По-стариковски шаркая тапочками, в больничной пижаме Филипп Петрович вышел ко мне на лестничную площадку. Увидев его, я поразился перемене, которую тут же приписал серьёзной болезни. От инфарктов же нередко умирали. И потом, как уже говорил, от больниц меня воротило с детства.
– Вот уж кого не ждал! – обрадовался Филипп Петрович, только на этот раз не было в его радости прежнего телячьего восторга. – Хотя и думал, думал о тебе…
Поздоровавшись и справившись о самочувствии, я извинился, что ничего не принёс, спросил, что можно, сказал, что так меня надоумила бабушка и я готов сейчас же сгонять на Средной рынок.

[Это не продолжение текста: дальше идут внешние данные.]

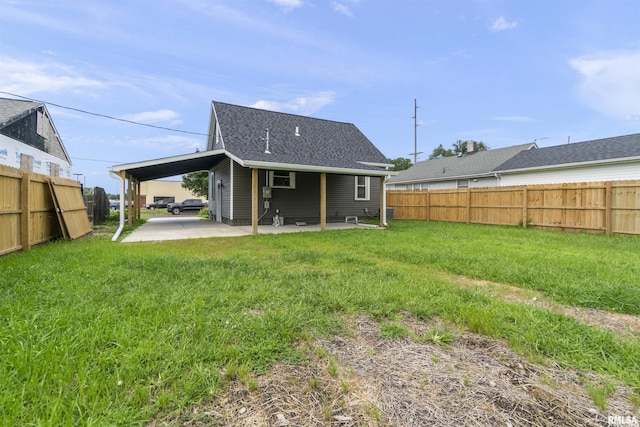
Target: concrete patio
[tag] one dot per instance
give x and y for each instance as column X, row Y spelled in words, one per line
column 159, row 228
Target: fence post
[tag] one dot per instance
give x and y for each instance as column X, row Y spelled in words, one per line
column 25, row 237
column 608, row 197
column 525, row 207
column 428, row 200
column 468, row 205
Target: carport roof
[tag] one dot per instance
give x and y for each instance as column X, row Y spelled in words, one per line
column 185, row 163
column 170, row 166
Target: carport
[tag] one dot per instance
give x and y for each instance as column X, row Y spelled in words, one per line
column 132, row 174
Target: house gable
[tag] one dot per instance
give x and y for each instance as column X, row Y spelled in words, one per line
column 284, row 141
column 450, row 169
column 30, row 123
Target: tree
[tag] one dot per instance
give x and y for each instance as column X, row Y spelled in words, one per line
column 400, row 164
column 197, row 183
column 457, row 149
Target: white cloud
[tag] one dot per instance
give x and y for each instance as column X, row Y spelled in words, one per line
column 341, row 8
column 517, row 119
column 303, row 105
column 501, row 24
column 287, row 4
column 158, row 116
column 611, row 83
column 168, row 143
column 25, row 78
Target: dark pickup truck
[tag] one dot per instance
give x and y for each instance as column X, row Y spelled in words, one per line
column 158, row 205
column 186, row 205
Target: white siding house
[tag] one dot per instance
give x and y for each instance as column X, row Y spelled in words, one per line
column 473, row 169
column 29, row 140
column 608, row 159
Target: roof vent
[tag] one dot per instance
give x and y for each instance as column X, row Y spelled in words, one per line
column 471, row 147
column 266, row 149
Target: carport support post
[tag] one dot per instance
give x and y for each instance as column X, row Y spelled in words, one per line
column 254, row 201
column 130, row 200
column 323, row 201
column 383, row 202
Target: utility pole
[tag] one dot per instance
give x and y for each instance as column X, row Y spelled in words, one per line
column 415, row 132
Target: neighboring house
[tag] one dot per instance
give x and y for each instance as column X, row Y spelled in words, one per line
column 29, row 140
column 608, row 159
column 474, row 169
column 263, row 163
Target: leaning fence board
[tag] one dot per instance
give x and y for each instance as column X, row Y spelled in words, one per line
column 70, row 203
column 602, row 207
column 27, row 214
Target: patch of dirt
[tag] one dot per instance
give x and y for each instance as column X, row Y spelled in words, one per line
column 624, row 325
column 364, row 379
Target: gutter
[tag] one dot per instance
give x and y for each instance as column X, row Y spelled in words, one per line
column 121, row 226
column 573, row 165
column 310, row 168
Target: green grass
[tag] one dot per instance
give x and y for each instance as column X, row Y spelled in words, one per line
column 94, row 332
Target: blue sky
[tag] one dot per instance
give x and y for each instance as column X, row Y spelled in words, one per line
column 504, row 72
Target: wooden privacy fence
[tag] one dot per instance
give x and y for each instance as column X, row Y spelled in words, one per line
column 37, row 208
column 596, row 207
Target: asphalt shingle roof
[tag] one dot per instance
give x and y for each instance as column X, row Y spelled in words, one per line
column 618, row 147
column 319, row 142
column 475, row 164
column 13, row 109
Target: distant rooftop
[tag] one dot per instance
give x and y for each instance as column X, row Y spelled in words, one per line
column 618, row 147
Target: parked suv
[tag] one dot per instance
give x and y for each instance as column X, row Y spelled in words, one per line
column 186, row 205
column 158, row 205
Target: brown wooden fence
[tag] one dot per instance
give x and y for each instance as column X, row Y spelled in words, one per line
column 596, row 207
column 37, row 208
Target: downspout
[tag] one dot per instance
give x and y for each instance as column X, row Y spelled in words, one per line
column 121, row 226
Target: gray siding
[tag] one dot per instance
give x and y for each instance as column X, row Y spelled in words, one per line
column 222, row 171
column 241, row 195
column 303, row 202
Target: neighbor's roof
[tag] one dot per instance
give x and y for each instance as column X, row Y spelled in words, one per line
column 480, row 163
column 618, row 148
column 294, row 140
column 15, row 109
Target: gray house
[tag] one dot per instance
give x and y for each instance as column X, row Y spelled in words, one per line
column 264, row 163
column 29, row 140
column 290, row 153
column 473, row 169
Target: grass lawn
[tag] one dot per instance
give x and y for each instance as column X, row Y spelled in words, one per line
column 95, row 332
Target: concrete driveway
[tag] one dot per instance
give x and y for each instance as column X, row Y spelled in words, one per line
column 180, row 227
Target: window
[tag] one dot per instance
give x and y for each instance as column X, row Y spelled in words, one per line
column 282, row 179
column 362, row 187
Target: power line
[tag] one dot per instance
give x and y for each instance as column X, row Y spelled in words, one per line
column 105, row 116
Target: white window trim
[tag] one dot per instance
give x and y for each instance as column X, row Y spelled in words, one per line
column 292, row 179
column 367, row 187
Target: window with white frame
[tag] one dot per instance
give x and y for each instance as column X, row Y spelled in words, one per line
column 363, row 187
column 282, row 179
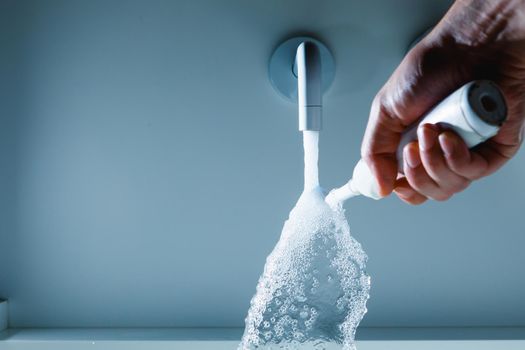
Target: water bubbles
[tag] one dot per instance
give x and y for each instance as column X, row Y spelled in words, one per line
column 314, row 286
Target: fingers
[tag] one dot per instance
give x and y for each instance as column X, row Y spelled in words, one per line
column 407, row 193
column 428, row 169
column 417, row 176
column 433, row 159
column 460, row 159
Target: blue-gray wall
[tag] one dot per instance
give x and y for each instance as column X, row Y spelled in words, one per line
column 147, row 166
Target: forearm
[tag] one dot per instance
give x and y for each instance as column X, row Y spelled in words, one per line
column 484, row 22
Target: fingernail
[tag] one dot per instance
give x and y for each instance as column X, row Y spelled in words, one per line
column 411, row 155
column 427, row 135
column 447, row 144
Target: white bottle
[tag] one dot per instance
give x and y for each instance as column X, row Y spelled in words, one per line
column 475, row 112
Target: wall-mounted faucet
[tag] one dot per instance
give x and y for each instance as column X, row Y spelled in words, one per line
column 302, row 69
column 307, row 67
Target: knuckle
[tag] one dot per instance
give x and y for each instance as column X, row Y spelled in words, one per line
column 441, row 197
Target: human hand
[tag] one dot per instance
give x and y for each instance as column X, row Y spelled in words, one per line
column 475, row 40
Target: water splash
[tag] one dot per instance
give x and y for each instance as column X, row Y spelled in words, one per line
column 314, row 288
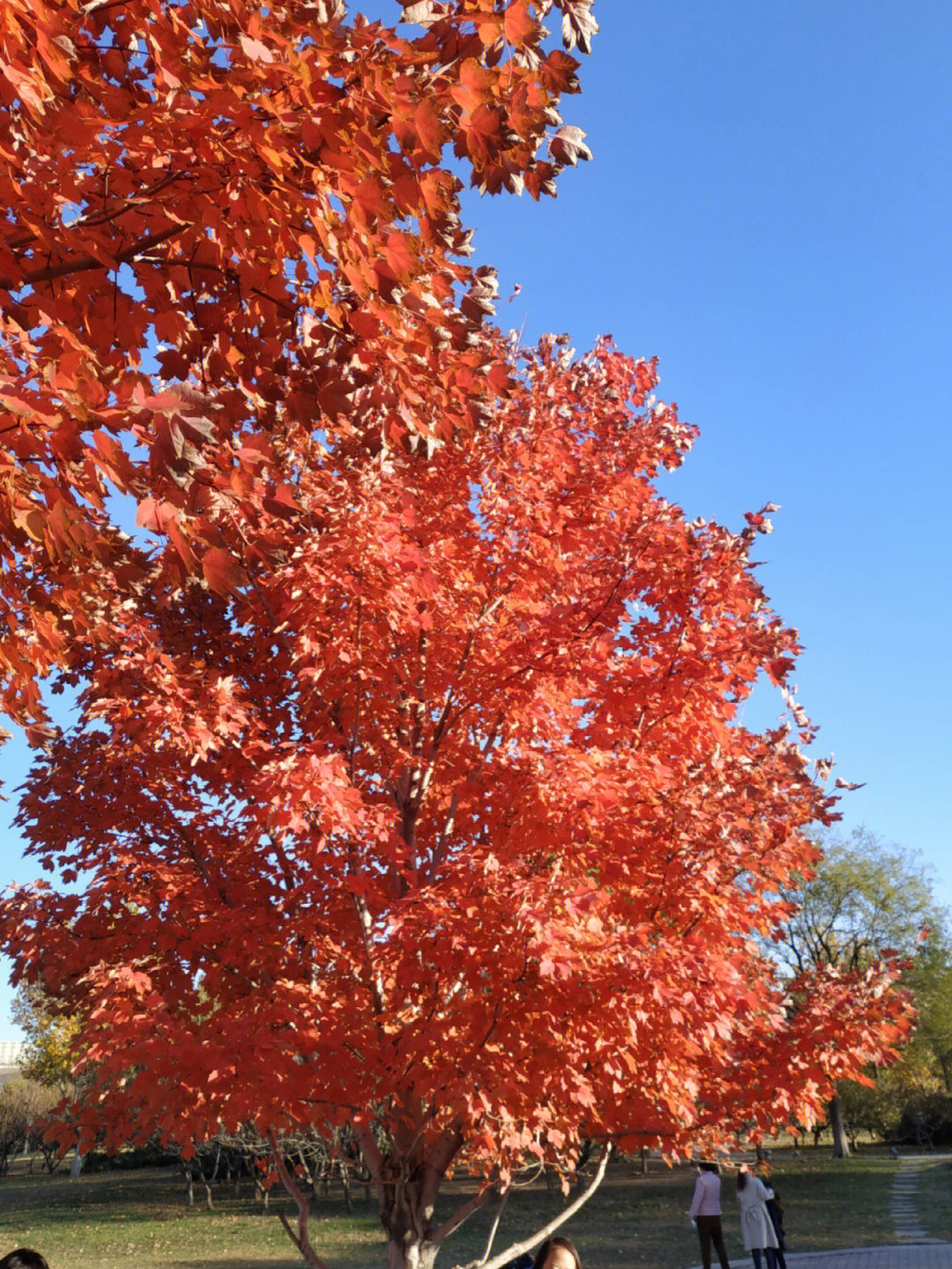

– Не беспокойся, ничего не надо. Ни в тумбочку, ни в холодильник уже не помещается: столько всего нанесли. Ты для меня – самый лучший подарок! Положа руку на сердце, говорю! Помнишь? «Нет, весь я не умру, душа в заветной лире мой прах переживёт и тленья убежит». А знаешь, что это означает? Пушкин боялся смерти. Его пугало это «ничто, нигде и никогда». Уж поверь мне. Я в лагере столько не думал о смерти, сколько теперь думаю. И это тоже Пушкиным подмечено. Пока молоды, пока не заскорузла от всякого хлама душа – «Бессмертья, может быть, залог». Помнишь? – Я виновато пожал плечами. – Нет? Из «Пира во время чумы». Читал «Маленькие трагедии»? Нет? – удивился он. – Тоже мне – книгочей! Ну, да это дело поправимое, а вообще советую – отечески. Хотя, думаю, и так в своё время прочтёшь. Когда учиться – осенью?
– Да.
Он кивнул и стал расспрашивать о выставке. Узнал, оказывается, не от отца, а от Лапаева. А отец ещё не навещал. «Передал как-то привет с Толей. В хлопотах, поди?» Я кивнул, а сам язвительно подумал: «Ага, в хлопотах». И чуть было, как заказывала бабушка, не «брякнул». В последнее мгновение удержался. Молчание моё выглядело вполне приличным: старый говорит, молодой слушает, всё, как выражается бабушка, «по Писанию». Однако при прощании Филипп Петрович даже меня, контуженного горем, удивил, сказав, отводя сухие, потушенные хворью глаза: «И вот ещё что… Хочу, чтоб ты знал. Андрей Степанович – помнишь, тогда говорили? – так вот, Андрей Степанович прав: не знаем мы этой науки… как умирать… Поэтому страшно…»
Конечно, в тот момент мне самому не было страшно, но Филиппа Петровича я понял и пожалел.
«И всё же надо было ему сказать, – проводив сочувственным взглядом скорбную фигуру советского классика, сбегая по лестнице второго этажа, думал я. – Он бы, наверное, понял. Как много, видимо, понял он теперь… «Бессмертья, может быть, залог». Завтра же прочту. Хотя завтра вряд ли получится, завтра к отцу Григорию. Интересно, что он мне на всё это скажет? А я ему скажу! Я ему всё скажу!»